Di samping itu, komposisi pegawai yang bekerja di bagian adminitrasi tidak proposional dengan pegawai yang ada di bagian fungsional dan operasional. Terlalu banyak pegawai yang menempati posisi administrasi. Masalah lainnya adalah distribusi penyebaran pegawai yang tidak merata atau proposional. Ia mencontohkan jumlah pegawai di Pulau Jawa tiga kali lebih besar dibandingkan dengan jumlah pegawai yang ada di seluruh Kawasan Indonesia Timur. Padahal, luas Pulau Jawa hanya sepertiga dari luas Kalimantan. Namun, jumlah PNS yang seharusnya melayani masyarakat secara merata ternyata terpusat di Pulau Jawa.
Ditinjau dari segi kelembagaan, ternyata juga diperlukan restrukturisasi hampir secara menyeluruh. Sebab, ditemukan pula adanya lembaga dengan struktur yang tumpang tindih, baik secara fungsi maupun jabatan. Dari segi tata pelaksanaan, prosedur kerja, mekanisme, sistem, tidak memenuhi prinsip dasar manajemen, akuntabilitas yang minim kemudian ditambah dengan pelayanan publik yang masih kurang. Dari sini Feisal beranggapan perlu dilakukan langkah-langkah restrukturisasi dan perbaikan sistem kerja yang baru menuju kepada manajeman modern dan profesional.
Salah satu gagasan yang dikemukakannya adalah melakukan langkah rasionalisasi. Namun ia meminta langkah tersebut jangan diidentikkan dengan mengurangi, memberhentikan atau bahkan memecat pegawai. Melainkan merupakan sebuah langkah praktis untuk menyelesaikan berbagai masalah yang dialami PNS yaitu tingkat komposisi pegawai, SDM, distribusi penyebaran, manajemen dan lain-lain persoalan yang tidak rasional.

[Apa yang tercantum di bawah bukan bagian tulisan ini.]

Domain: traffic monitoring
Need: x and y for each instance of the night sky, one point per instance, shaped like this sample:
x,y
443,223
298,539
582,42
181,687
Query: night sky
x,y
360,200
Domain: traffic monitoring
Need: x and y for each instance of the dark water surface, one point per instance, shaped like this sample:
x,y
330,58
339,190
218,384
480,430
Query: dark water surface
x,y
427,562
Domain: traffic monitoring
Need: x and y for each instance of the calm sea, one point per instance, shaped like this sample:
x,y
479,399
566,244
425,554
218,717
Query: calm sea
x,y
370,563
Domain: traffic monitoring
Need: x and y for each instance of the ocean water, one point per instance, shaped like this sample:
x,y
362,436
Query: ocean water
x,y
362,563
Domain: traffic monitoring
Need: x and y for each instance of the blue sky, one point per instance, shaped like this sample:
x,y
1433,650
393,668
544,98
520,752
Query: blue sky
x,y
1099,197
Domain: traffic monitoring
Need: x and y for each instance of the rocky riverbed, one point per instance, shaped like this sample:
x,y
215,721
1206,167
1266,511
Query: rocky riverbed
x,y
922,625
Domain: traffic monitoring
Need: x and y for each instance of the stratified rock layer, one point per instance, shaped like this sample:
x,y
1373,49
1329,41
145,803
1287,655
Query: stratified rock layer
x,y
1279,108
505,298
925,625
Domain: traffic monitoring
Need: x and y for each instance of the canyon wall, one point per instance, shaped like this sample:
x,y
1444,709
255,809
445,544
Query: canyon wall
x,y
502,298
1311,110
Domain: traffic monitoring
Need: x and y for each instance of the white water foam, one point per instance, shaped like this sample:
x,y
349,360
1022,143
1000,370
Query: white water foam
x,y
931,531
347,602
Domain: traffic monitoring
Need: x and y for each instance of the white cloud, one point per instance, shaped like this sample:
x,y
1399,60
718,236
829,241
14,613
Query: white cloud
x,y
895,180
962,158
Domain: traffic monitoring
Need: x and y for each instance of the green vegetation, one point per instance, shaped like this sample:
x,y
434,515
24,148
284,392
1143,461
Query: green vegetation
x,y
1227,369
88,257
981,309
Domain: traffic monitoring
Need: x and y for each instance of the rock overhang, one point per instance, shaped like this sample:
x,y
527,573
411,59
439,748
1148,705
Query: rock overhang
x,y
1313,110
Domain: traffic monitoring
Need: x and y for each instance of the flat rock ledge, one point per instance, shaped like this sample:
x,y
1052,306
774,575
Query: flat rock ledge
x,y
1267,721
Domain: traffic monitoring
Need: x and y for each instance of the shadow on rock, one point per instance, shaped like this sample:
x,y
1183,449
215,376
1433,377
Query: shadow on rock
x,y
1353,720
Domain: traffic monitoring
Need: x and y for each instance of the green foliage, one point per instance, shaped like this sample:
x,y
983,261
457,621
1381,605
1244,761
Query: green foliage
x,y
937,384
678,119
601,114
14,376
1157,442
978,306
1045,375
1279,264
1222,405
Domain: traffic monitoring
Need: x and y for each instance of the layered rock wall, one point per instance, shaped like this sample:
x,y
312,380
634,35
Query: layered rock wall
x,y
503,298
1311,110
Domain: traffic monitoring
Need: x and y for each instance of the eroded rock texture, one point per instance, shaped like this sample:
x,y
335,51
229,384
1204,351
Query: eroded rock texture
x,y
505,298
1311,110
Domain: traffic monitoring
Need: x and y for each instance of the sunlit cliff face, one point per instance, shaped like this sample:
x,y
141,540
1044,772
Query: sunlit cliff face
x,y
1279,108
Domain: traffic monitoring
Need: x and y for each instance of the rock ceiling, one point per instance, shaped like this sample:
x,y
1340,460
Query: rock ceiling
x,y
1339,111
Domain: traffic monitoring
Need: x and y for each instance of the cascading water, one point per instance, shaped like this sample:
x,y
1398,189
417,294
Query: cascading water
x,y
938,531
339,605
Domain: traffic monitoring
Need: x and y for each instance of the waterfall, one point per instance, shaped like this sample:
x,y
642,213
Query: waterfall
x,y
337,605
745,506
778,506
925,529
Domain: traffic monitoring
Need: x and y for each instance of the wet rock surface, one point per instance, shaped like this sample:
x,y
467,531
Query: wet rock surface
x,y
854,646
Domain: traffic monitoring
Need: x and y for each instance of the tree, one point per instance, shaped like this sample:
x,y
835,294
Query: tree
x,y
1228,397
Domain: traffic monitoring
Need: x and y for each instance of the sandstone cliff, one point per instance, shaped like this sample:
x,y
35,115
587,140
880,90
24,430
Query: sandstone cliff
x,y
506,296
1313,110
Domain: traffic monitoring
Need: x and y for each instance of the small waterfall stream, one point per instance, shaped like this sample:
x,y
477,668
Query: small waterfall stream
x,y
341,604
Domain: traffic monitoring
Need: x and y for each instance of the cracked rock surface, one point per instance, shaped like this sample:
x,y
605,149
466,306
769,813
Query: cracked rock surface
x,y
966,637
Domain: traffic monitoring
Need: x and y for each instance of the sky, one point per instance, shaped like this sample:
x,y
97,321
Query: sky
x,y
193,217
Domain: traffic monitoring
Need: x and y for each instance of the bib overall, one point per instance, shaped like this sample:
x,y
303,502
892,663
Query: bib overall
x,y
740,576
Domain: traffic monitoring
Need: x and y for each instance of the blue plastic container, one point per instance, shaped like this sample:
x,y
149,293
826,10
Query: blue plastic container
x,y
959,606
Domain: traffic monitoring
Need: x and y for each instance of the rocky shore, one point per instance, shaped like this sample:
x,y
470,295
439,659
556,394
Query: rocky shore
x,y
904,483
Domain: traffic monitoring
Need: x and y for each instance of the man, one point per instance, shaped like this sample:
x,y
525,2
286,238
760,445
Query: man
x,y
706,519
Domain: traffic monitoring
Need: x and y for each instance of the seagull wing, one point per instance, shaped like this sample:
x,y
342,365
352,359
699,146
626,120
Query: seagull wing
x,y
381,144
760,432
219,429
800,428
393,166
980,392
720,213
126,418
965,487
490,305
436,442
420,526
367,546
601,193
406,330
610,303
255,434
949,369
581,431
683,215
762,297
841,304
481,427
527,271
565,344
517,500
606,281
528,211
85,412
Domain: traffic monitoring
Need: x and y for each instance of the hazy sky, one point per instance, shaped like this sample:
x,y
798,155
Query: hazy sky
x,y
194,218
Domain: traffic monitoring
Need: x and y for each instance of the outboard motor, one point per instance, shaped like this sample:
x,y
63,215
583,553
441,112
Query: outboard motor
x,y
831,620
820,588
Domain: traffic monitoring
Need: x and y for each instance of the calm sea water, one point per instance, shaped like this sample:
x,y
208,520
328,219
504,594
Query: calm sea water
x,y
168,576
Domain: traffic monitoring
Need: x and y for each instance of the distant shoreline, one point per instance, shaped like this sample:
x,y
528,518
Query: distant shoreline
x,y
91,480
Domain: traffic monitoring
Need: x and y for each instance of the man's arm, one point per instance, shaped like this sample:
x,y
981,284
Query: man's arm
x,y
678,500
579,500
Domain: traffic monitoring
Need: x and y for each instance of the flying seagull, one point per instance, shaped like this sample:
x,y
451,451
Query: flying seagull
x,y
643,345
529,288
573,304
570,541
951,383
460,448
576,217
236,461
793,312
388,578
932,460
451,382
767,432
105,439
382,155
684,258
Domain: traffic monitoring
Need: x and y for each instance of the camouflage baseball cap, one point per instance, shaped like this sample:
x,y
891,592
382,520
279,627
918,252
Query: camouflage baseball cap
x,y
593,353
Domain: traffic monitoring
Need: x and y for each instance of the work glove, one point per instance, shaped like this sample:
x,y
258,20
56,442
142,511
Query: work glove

Menurutnya, masalah yang paling mendesak dilakukan adalah tidak membiarkan jika jumlah PNS yang produktif hanya 40 persen sedangkan sisanya sekitar 60 persen tidak produktif. Masalah besar ini harus segera dicari jalan keluar. Namun, ia menyadari jalan itu harus melalui proses dan konsekuensi. Konsekuensinya pun sangat besar, salah satunya diperlukan adanya tambahan waktu dan dana yang besar untuk kembali medidik dan memberikan pelatihan kepada pegawai yang tidak produktif itu sehingga akhirnya mereka menjadi pegawai yang profesional, yang menjadi ahli dalam setiap bidang pekerjaannya.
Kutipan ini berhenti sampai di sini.